Assurance-vie et divorce : règles de partage 2026

Assurance-vie et divorce : pourquoi c'est plus complexe qu'un compte bancaire

L'assurance-vie est souvent le placement préféré des Français : avec plus de 1 900 milliards d'euros d'encours en 2024, quasiment chaque foyer en possède une. Pourtant, lors d'un divorce, ce placement réserve de nombreuses surprises juridiques que la plupart des couples n'anticipent pas. Contrairement à un livret A ou un compte courant, l'assurance-vie obéit à des règles spécifiques qui mêlent droit des contrats, droit des successions et droit matrimonial.

La complexité tient d'abord à la nature juridique du contrat : l'assurance-vie est un contrat intuitu personae, c'est-à-dire conclu en considération de la personne du souscripteur. Cela signifie qu'il ne peut pas être simplement « partagé » comme un bien ordinaire. Le souscripteur reste le titulaire exclusif du contrat, même si les primes ont été alimentées avec des fonds communs au couple.

Deuxième source de confusion : le régime matrimonial du couple change radicalement les règles du jeu. Un contrat souscrit sous le régime de la communauté légale ne sera pas traité de la même façon que sous le régime de la séparation de biens. Comprendre ces distinctions est indispensable avant d'entamer toute négociation avec votre ex-conjoint ou votre avocat.

Enfin, la désignation du bénéficiaire ajoute une couche supplémentaire de complexité. Beaucoup de personnes ont désigné leur conjoint comme bénéficiaire au moment de la souscription et oublient de modifier cette clause lors du divorce. Les conséquences peuvent être dramatiques, notamment en cas de décès pendant la procédure de divorce. Cet article vous donne toutes les clés pour naviguer dans ce labyrinthe juridique.

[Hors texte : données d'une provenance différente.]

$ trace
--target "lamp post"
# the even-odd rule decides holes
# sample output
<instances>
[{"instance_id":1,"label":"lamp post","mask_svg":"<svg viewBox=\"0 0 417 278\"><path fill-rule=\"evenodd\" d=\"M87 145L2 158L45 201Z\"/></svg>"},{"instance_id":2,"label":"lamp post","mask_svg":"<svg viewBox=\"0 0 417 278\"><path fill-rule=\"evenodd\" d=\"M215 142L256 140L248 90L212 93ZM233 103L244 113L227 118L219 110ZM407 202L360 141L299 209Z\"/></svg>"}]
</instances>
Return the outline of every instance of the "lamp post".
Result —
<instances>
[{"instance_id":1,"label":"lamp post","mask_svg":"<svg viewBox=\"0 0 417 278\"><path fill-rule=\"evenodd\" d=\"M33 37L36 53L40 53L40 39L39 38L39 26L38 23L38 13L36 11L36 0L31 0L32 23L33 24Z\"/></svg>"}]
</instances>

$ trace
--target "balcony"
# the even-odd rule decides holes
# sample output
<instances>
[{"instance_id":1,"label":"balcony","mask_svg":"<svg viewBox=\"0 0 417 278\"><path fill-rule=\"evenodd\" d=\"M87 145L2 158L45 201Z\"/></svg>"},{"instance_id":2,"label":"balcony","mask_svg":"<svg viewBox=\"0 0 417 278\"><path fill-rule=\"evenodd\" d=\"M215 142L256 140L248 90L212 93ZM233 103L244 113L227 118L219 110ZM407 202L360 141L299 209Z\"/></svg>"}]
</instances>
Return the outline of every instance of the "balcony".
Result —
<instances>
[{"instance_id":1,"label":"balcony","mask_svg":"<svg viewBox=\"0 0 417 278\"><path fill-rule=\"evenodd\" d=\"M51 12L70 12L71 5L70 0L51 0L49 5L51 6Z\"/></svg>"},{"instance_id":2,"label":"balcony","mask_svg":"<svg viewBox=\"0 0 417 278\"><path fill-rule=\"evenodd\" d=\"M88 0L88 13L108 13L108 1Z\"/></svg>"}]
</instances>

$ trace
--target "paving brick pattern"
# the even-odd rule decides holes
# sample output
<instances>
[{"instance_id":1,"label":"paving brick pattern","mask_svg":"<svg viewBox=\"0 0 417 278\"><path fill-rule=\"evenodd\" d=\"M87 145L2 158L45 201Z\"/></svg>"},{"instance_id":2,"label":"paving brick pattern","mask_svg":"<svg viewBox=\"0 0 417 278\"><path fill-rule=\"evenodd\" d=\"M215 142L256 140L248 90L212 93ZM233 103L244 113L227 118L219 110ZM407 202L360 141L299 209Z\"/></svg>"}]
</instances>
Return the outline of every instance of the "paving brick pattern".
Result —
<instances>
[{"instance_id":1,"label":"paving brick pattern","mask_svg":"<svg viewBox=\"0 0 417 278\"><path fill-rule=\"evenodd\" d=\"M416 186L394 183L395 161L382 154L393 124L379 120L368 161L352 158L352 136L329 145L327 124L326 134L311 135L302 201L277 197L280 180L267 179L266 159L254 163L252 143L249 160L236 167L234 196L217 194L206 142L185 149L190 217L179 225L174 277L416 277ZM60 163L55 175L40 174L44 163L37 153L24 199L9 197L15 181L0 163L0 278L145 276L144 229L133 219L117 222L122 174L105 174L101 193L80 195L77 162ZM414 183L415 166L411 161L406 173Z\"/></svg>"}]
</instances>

Régime matrimonial : la variable qui change tout

Le régime matrimonial est le point de départ obligatoire de toute analyse. En France, 80 % des couples mariés sont soumis au régime légal de la communauté réduite aux acquêts (faute de contrat de mariage). Les 20 % restants ont opté pour la séparation de biens, la participation aux acquêts ou la communauté universelle. Chaque régime implique des règles de partage radicalement différentes pour l'assurance-vie.

Sous le régime de la communauté légale

Sous ce régime, les biens acquis pendant le mariage appartiennent pour moitié à chaque époux. Pour l'assurance-vie, la règle est la suivante : si les primes ont été versées avec des fonds communs (revenus du travail, par exemple), la valeur de rachat du contrat est un bien commun. Cela signifie que lors de la liquidation du régime matrimonial, l'époux non-souscripteur a droit à la moitié de la valeur de rachat.

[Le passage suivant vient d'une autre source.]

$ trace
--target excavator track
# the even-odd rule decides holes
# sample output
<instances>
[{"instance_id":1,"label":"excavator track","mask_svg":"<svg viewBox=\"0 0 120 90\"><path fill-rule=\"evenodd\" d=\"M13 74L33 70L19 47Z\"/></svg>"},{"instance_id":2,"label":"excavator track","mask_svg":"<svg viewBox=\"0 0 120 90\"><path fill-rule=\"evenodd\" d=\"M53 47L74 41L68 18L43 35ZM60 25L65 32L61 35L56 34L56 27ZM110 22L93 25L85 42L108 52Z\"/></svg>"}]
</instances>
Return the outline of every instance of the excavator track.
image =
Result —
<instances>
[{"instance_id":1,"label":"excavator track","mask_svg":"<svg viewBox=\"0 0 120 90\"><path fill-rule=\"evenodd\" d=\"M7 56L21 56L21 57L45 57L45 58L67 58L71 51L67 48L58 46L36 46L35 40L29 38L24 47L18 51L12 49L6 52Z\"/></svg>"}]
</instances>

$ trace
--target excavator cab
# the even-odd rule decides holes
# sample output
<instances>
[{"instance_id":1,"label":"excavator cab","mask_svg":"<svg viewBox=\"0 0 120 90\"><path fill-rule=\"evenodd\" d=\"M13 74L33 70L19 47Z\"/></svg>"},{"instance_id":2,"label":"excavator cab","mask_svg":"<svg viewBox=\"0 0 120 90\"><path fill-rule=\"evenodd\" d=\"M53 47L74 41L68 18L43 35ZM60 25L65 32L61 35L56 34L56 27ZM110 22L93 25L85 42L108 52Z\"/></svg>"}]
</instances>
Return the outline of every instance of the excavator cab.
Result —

Attention : le contrat lui-même reste au nom du souscripteur. Il n'est pas possible de « transférer » une assurance-vie. La solution concrète est le rachat partiel ou total du contrat par le souscripteur, suivi du versement de la moitié de la somme à l'autre époux dans le cadre de la liquidation du régime matrimonial. Cette opération peut déclencher une fiscalité sur les plus-values (prélèvements sociaux de 17,2 % + impôt sur le revenu ou prélèvement forfaitaire selon la durée du contrat).

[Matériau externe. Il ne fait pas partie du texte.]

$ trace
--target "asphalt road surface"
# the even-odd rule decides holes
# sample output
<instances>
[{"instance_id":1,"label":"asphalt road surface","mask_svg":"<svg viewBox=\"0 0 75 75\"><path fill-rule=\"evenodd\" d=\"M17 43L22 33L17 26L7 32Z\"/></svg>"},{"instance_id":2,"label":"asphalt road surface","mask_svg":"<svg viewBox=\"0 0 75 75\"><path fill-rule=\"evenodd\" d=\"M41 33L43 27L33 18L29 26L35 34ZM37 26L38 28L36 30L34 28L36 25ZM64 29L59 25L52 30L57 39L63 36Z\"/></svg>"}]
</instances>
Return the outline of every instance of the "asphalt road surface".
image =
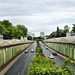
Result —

Exemple concret : Marc et Sophie sont mariés sous le régime légal. Marc a souscrit une assurance-vie il y a 10 ans avec des fonds communs. La valeur de rachat au moment du divorce est de 80 000 €. Sophie a droit à 40 000 € dans le cadre de la liquidation. Marc peut soit racheter le contrat et verser 40 000 € à Sophie, soit compenser cette somme avec d'autres biens communs (immobilier, épargne, etc.).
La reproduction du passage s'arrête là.